Il faut également évoluer dans un contexte réglementaire plus favorable : allonger la durée des brevets actuels, protéger l’innovation non brevetable (données AMM nouvelles sur médicament "hors protection AMM"), créer les conditions d’une protection des données additionnelles générées sur un médicament existant afin de permettre de « réinvestir » dans une AMM existante.

Actuellement, face à l’incitation de développer une médecine préventive, l’innovation en médecine vétérinaire concerne en priorité les vaccins et la vaccination. En complément, li faut promouvoir d’autres pratiques vétérinaires et d’élevage qui préservent l’efficacité des traitements antibiotiques (comme la biosécurité).

Enfin, au niveau des activités de recherche-développement, il faut favoriser les partenariats de recherche de type public/privé.
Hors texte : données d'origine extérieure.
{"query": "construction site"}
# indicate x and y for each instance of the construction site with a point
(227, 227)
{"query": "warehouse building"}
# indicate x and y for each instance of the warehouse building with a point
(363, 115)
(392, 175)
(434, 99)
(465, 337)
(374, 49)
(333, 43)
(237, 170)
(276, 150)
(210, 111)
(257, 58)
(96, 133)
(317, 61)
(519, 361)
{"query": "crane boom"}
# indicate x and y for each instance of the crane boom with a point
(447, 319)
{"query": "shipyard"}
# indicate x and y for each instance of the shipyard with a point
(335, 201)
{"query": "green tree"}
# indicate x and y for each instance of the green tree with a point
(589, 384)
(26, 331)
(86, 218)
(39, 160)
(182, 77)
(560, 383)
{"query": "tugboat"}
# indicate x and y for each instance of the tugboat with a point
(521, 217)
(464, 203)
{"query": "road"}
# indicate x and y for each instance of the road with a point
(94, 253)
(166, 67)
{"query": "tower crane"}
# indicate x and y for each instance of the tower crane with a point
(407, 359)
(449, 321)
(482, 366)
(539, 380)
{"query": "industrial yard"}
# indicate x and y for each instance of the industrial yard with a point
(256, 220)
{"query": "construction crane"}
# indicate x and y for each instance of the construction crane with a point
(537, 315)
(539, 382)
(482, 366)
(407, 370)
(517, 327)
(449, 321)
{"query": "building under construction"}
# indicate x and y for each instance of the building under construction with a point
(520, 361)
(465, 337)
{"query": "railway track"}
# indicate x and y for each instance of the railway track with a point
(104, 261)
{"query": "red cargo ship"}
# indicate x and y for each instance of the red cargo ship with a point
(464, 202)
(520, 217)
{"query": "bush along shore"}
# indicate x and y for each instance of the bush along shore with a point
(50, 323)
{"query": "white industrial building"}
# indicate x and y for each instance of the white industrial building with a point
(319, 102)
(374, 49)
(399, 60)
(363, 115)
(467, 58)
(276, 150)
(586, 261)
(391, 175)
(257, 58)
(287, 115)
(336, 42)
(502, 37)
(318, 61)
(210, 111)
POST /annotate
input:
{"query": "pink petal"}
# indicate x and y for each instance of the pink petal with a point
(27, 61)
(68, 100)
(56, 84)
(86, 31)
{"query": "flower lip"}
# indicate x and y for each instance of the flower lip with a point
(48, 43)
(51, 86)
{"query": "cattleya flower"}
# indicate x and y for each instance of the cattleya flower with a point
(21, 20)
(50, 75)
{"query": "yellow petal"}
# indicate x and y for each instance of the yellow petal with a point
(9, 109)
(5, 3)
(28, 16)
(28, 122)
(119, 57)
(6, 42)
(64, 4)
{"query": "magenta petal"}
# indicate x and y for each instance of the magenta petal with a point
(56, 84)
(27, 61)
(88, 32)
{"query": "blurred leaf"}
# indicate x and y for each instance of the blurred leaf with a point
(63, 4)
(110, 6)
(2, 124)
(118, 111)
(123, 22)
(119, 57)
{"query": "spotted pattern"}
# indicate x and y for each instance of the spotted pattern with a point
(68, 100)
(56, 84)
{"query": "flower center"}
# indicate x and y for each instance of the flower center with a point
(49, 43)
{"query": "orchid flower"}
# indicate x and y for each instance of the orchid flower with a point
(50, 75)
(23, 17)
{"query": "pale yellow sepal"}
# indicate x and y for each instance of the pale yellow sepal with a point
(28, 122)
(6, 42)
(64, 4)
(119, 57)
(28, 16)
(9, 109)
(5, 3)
Le SIMV est pleinement acteur de l’écosystème de l’innovation vétérinaire : alliance SIMV/INRAE, Rencontres de recherche en santé animale, RFSA, DIM One Health avec la région Île-de-France, France Futur Élevage (Institut Carnot). Il est également à l’origine de quelques prix récompensant des travaux scientifiques de premier plan : Prix des sciences du médicament vétérinaire, Prix Ecoantibio, Prix de l’innovation AFVAC.

*Bertrand Ridremont, consultant pour le SIMV, ancien président du GT Antibiothérapie du SIMV

** SIMV : Le SIMV (Syndicat de l'Industrie du Médicament et diagnostic Vétérinaires) représente les entreprises du médicament, du diagnostic, des dispositifs et technologies pour la santé animale (98% du marché en France).